In the current court case, King v Burwell, the issue at stake is whether subsidy payments can be made to those who purchase their health insurance coverage from the federal exchange (“Healthcare.gov,”) as opposed to a state exchange. Proponents of the ACA claim that the language in the law that clearly states that subsidies are only available to those who receive their coverage from an exchange “established by a State,” was a drafting error. This should not be a tough read, particularly when the word “State” was defined in the Act to mean an individual State with a capital “S.” As I point out in my new book, Killing Healthcare: How the ACA is Murdering the U.S. Healthcare System (https://wbcbaltimore.com/books/ ), Dr. Jonathan Gruber, an M.I.T. economics professor and a principal consultant who helped develop the ACA, claims that this “oversight” was crafted intentionally. Gruber says that the limitation of subsidies to only state exchanges was designed to induce the states to establish their own exchange. When 34 states still did not take the bait, Obamacare was set up for this type of legal showdown.
Keep in mind that this is Round 2, same court but different issue. The first Supreme Court review occurred in 2012 and addressed the issue of whether the ACA had the authority to mandate individuals purchase health insurance or face a penalty. That review resulted in a 5-4 decision when Justice Roberts sided with his more liberal-leaning colleagues to opine that the proposed penalty for not buying health insurance was not a fee, but in fact, a tax, and fell within the taxing authority of Congress.
The latest opinion, may in fact, be already completed, and is only being held for a future public release. The announcement is expected before the end of June, and may actually occur next week. Based on the questions asked by the Court during oral arguments, many commentators have predicted that Kennedy and Roberts would vote to maintain the subsidies. I believe this is a likely outcome, and one that hinges not on the letter of the law (I believe the law language is crystal-clear), but the desire to not be held responsible for a media blitz that will claim that the country’s health insurance marketplace is in turmoil as a result.
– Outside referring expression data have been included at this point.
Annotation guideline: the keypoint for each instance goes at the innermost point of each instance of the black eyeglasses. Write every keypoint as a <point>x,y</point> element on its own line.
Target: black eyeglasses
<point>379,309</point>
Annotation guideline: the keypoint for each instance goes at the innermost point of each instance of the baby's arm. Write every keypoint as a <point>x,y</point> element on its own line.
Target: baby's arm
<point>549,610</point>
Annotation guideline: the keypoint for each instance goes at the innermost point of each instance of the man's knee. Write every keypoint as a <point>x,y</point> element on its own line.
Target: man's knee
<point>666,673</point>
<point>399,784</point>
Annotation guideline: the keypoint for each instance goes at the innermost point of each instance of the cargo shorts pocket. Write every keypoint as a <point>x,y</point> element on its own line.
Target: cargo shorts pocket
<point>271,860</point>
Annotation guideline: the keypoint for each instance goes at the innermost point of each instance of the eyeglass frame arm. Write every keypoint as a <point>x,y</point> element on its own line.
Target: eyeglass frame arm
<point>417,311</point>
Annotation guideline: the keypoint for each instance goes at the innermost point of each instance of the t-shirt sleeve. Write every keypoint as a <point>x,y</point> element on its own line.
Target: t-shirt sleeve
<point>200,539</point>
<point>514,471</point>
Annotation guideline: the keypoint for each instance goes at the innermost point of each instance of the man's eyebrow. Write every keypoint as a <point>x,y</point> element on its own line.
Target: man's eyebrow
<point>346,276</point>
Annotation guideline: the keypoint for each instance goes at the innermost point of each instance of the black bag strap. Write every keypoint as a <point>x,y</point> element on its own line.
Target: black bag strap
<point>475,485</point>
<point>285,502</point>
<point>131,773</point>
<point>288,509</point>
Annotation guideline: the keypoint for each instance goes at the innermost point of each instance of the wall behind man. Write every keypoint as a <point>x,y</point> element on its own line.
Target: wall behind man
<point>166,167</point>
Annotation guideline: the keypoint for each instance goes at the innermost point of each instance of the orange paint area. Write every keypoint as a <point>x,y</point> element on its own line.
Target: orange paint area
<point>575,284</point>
Interestingly, there is a dramatic change in the comments coming out from the Obama Administration this week regarding the decision. In the past, Health and Human Services Secretary Burwell and other Obamacare surrogates, have stated that there is no contingency plan in place in the event the subsidies fail. They present an opinion that thinking of an alternative is impossible, because of the chaos that would ensue. This week, however, even President Obama, after giving a cheap shot to the Court, says that Congress would be able to fix the problem easily, by simply agreeing to edit that little four word sentence mentioned above (“established by a State.”) This current tone makes me wonder if the Court’s decision has been leaked and has come down against the subsidies, and whether the Administration is trying to put pressure on Congress for quick fix?